Stirner is not a capitalist at all. His conception of a "union of egiosts" is more comperable to Bakunin's anarchism than capitalism.

>> No.4432374

Has anyone read any Renzo Novatore?

>> No.4432411

>>4428884

You are fine. When I was 20 I had only read bits of Cicero in Latin class and almost nothing else. You can read Stirner by himself, instead of reading other philosophers you can add some secondary literature to Stirner. You can read this right now: http://www.lsr-projekt.de/poly/eninnuce.html

Or if you want something with less of a tinfoil hat feeling, get Calasso's 49 steps, it has a section which accompanies the reading of Stirner's only book, The Ego and Its Own. The only essays by Stirner I would consider mandatory are Stirner's Critics and The Untrue Principle of Our Education.

>> No.4432445

>>4428884
Oh, and if you happen to be brilliant, I am looking to pawn off promising avenues of Stirner research to capable people.

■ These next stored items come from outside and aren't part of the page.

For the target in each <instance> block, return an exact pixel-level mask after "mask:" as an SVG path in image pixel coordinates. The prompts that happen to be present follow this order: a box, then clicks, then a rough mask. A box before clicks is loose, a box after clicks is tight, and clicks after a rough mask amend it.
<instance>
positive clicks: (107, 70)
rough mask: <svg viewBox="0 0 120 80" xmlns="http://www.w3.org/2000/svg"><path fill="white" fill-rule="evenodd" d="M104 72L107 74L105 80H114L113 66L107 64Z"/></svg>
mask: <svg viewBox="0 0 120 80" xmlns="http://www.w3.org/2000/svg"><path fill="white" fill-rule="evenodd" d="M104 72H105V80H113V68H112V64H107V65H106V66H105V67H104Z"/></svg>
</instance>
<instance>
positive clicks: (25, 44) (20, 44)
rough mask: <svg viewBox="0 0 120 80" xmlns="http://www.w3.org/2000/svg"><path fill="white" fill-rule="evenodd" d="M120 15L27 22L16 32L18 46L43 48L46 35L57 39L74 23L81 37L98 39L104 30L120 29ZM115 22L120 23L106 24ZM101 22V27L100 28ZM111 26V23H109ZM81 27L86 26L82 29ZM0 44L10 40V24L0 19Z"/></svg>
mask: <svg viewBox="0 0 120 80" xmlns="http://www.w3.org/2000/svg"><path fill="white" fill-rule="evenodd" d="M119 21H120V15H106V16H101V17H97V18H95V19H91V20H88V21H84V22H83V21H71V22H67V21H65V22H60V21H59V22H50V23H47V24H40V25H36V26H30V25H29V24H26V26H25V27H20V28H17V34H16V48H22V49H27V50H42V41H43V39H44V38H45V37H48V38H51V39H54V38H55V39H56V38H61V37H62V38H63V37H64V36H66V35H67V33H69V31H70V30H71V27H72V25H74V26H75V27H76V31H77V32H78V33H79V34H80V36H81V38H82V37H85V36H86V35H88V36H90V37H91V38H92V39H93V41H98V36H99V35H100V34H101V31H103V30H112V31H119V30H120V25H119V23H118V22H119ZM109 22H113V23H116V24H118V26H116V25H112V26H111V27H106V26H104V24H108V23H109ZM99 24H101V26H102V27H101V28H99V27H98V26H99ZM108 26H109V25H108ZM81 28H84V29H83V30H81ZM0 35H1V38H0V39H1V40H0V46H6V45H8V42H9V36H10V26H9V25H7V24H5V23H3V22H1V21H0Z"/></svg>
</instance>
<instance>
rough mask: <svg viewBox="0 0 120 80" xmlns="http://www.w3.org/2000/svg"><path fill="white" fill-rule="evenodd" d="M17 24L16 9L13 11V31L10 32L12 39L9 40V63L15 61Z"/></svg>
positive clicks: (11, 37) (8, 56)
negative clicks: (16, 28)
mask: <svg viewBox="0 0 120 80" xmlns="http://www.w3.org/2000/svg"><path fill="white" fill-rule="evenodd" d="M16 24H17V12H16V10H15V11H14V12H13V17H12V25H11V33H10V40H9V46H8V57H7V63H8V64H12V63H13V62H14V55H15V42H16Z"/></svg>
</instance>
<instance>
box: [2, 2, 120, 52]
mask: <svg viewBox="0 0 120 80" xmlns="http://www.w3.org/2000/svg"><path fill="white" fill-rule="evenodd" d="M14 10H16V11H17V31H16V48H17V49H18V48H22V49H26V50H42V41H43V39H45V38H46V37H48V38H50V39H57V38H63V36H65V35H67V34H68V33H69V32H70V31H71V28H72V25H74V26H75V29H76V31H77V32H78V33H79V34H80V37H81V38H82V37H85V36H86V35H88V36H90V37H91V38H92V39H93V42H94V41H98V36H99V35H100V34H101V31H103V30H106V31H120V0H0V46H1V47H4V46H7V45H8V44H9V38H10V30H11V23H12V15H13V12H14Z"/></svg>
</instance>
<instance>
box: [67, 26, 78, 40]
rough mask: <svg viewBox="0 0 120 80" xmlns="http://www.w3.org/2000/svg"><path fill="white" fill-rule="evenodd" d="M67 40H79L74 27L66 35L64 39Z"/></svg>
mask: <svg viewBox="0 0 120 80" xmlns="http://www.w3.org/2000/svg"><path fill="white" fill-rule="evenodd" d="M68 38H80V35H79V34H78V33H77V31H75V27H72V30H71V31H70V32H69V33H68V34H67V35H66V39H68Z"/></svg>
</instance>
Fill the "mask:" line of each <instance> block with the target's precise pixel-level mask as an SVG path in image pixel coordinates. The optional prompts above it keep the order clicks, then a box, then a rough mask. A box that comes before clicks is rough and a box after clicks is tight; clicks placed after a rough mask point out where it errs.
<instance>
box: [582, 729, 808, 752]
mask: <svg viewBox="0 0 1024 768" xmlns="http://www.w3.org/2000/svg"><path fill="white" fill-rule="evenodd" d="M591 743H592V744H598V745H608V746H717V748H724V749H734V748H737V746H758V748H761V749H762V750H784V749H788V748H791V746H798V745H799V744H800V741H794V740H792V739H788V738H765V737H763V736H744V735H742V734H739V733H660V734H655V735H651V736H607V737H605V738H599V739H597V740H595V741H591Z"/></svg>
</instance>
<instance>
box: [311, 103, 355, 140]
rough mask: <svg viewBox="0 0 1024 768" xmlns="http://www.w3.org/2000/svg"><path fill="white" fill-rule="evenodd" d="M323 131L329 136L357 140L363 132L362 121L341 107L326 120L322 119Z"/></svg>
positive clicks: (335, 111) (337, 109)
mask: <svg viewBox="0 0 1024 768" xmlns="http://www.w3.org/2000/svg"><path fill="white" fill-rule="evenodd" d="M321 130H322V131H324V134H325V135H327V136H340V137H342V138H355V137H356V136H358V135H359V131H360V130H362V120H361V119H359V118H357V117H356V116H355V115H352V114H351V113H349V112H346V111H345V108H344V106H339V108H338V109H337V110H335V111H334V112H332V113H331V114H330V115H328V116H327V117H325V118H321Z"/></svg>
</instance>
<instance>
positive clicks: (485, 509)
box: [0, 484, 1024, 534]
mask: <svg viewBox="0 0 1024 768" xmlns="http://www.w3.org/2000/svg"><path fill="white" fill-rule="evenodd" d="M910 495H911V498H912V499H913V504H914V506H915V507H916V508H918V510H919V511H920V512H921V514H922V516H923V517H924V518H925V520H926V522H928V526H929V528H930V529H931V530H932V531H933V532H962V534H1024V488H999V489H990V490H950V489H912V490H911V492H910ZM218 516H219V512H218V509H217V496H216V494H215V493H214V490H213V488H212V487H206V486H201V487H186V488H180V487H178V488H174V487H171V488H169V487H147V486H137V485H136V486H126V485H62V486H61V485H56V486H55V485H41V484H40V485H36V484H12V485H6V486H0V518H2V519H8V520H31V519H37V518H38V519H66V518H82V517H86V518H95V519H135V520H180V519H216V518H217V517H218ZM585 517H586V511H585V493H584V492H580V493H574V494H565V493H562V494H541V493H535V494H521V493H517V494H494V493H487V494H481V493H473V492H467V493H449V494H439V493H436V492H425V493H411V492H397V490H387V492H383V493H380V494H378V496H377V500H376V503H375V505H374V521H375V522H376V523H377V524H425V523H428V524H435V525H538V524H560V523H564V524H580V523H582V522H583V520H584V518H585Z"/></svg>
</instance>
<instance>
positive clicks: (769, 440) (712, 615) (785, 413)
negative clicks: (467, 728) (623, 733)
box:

I'm doing Stirner and post-anarchism (as in Deleuze, Foucault, Derrida), but there is a definite Heidegger-angle here as well. You should be able to read either German or Italian though, ideally.

>> No.4432804

>>4432374
Yes, it's good keks.

>> No.4432927

>>4432804
Why do you derive amusement from it?

>> No.4433364

>>4432927
It's extremely edgy in an over the top way that is completely sincere.